Magna Carta’dan asırlar sonra Thomas Hobbes (1588-1679) “insan insanın kurdudur” diyerek insanların birbirlerini yememeleri için kendisinden çekinecekleri bir canavar (leviathan:canavar) yaratmaları gerektiğini söylemiştir. İnsanların birbirlerini yememeleri için kurdukları devlet çok güçlü olduğundan bu gücün de sınırlandırılması gerekmektedir. Sınırlama olmazsa devlet insanlara birbirlerine verebilecekleri zararlardan çok daha büyük zararlar verebilir. Günümüzde Türk toplumu da dahil bazı toplumlarda bu duruma çok sayıda örnek gösterilebilir.
Amerika kıtasında ABD’de 1689 tarihli Haklar Bildirisi (Bill of Rights) ile askere alma parlamentonun iznine bağlanmış, ayrıca dünyada ilk defa parlamento üyelerinin parlamento içindeki konuşmalarından dolayı sorumsuzluğu kabul edilmiştir. Haklar Bildirisi’nin fikir babası olan John Locke (1632-1704), insanın insan olarak sahip olduğu haklara sahip çıkmış, devletin görevlerini ve işleyişini özgürlük çerçevesine oturtmuştur.

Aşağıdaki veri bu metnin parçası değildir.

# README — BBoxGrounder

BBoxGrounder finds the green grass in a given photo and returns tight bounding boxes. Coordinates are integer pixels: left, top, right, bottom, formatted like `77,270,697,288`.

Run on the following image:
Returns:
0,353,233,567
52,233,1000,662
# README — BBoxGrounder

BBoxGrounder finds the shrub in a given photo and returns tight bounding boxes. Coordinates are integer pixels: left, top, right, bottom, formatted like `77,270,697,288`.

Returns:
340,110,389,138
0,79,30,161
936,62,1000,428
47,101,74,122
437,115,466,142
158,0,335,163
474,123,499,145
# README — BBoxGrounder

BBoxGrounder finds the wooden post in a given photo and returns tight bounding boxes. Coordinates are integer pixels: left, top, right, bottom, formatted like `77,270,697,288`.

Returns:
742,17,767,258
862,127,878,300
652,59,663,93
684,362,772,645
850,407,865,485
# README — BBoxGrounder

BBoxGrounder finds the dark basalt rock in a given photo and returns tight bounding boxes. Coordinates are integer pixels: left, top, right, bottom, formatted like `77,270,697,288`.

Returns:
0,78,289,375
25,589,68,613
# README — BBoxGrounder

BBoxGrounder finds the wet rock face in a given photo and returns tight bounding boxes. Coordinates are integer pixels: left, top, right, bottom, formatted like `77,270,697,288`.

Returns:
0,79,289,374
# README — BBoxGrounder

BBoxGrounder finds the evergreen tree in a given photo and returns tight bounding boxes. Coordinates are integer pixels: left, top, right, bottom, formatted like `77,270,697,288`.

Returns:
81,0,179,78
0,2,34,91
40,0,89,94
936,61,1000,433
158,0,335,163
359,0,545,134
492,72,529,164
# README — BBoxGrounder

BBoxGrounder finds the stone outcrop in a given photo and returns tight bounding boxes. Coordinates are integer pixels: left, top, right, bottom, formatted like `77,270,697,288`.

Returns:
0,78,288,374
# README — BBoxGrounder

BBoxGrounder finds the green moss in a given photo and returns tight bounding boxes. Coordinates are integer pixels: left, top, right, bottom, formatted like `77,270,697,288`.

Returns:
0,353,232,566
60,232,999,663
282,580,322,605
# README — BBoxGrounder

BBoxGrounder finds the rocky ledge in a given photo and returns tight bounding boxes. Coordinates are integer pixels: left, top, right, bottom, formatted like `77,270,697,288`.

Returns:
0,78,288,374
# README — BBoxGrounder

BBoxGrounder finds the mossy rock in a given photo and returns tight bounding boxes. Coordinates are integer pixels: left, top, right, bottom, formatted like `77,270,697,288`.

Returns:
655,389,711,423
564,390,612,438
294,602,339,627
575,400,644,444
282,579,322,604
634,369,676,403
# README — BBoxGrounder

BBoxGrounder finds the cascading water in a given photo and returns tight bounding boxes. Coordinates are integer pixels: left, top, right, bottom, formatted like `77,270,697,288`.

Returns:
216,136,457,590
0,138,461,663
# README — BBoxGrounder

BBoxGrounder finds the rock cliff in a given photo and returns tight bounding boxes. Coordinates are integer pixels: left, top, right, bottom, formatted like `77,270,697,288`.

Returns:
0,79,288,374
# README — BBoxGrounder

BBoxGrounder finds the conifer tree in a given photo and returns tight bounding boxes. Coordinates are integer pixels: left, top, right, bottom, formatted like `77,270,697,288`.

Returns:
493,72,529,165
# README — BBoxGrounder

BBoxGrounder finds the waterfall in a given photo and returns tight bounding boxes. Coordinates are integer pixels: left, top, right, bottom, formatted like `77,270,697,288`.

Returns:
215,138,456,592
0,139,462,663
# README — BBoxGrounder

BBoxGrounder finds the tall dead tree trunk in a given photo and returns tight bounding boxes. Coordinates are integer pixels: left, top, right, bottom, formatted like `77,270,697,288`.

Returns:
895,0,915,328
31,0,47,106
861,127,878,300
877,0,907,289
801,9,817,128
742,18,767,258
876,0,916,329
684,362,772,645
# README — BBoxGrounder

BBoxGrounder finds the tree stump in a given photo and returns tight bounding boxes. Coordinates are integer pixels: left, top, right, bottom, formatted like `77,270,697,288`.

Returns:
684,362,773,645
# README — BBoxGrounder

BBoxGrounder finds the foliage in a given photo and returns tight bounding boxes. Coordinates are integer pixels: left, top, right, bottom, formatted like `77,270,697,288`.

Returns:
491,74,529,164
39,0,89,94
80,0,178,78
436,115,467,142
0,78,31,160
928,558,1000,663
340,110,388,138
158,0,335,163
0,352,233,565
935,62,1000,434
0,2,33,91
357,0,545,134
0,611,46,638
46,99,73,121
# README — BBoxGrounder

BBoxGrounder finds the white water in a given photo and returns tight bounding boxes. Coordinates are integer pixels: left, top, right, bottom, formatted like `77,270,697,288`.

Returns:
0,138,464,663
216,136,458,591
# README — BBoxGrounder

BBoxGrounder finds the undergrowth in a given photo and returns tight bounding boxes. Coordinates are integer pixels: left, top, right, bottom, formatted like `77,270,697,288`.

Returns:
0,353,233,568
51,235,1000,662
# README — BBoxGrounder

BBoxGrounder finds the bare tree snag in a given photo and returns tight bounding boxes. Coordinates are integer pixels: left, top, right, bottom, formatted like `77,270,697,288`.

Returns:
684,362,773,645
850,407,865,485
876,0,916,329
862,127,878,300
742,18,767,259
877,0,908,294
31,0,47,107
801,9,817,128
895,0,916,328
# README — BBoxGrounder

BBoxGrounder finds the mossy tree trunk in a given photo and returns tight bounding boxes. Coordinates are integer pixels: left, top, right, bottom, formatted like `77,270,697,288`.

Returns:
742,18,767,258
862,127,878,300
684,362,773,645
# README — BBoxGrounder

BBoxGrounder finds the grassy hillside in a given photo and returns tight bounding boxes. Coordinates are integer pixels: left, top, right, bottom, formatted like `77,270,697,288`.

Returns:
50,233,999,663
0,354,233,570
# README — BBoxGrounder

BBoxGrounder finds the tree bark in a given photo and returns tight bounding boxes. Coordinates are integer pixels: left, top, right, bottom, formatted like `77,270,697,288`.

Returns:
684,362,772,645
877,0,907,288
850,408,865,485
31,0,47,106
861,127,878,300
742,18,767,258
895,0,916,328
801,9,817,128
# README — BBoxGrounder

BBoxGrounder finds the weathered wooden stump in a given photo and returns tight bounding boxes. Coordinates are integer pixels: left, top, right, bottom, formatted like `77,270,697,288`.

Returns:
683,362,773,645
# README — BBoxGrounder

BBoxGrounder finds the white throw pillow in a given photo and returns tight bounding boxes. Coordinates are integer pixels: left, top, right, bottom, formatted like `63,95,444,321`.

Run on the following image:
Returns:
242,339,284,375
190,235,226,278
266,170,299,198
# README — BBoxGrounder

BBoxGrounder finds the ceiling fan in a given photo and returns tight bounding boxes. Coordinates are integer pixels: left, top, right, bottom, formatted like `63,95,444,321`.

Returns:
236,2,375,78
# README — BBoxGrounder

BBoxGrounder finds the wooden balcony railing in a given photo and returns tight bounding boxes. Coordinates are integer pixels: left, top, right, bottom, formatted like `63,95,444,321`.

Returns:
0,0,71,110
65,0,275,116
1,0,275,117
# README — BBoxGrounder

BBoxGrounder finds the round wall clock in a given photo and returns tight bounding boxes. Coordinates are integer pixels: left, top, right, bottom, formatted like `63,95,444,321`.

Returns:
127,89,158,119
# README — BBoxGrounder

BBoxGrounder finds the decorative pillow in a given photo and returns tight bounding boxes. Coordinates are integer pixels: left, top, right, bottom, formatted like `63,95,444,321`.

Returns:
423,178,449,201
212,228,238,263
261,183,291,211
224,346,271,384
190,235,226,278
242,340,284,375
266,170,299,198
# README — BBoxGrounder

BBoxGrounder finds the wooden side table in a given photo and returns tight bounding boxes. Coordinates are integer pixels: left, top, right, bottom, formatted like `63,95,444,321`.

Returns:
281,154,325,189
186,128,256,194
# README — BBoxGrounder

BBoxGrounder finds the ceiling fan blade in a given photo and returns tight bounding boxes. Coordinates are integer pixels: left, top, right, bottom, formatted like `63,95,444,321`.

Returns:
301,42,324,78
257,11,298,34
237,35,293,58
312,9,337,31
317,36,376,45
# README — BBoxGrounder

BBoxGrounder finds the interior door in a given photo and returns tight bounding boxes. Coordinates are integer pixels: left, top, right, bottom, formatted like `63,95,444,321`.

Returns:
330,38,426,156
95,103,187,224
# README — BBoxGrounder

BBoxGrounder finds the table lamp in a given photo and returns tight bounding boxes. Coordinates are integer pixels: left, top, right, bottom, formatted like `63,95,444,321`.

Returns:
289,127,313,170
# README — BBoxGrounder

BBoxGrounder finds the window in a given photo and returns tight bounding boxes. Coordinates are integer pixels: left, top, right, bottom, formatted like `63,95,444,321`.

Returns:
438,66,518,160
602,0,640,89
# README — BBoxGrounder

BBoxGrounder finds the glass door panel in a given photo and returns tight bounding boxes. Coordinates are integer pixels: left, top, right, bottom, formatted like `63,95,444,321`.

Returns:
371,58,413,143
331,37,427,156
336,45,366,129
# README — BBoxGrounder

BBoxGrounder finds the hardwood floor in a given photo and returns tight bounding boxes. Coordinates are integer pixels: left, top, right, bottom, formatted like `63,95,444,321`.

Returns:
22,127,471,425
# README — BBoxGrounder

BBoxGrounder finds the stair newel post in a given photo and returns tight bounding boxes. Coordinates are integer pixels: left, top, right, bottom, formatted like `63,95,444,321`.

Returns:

ABD’de 12 Haziran 1776 tarihinde kabul edilen 16 maddelik Virginya Haklar Bildirisi yetersiz hükümete karşı isyan hakkını da içeren insanın doğuştan gelen doğal haklarını açıklamak için hazırlanan bir belgedir. Bildiri ile kişi hakları listesi açıklanmıştır. Basın özgürlüğü, askerin sivil güce bağlı olması, din ve vicdan özgürlüğü dışında şu temel haklar Bildiri’de yer almıştır: Bütün insanlar özgür ve eşittir, doğuştan haklara sahiptir, siyasi iktidar halktan kaynaklanır ve ona karşı sorumludur, halkın ortak yararını gerçekleştiremeyen siyasi iktidarı değiştirme hakkı vardır, yasama, yürütme ve yargı güçleri birbirinden ayrı olmalıdır, kimse kendisinin veya temsilcisinin onayı olmaksızın vergi yükü altına sokulamaz, herkesin ceza davalarında suçlamayı öğrenmek, tanıklara çapraz sorgulama yaptırmak, jüri önünde davanın ivedi sonuçlandırılmasını isteme hakkı vardır, kimse kendi aleyhine tanıklığa zorlanamaz.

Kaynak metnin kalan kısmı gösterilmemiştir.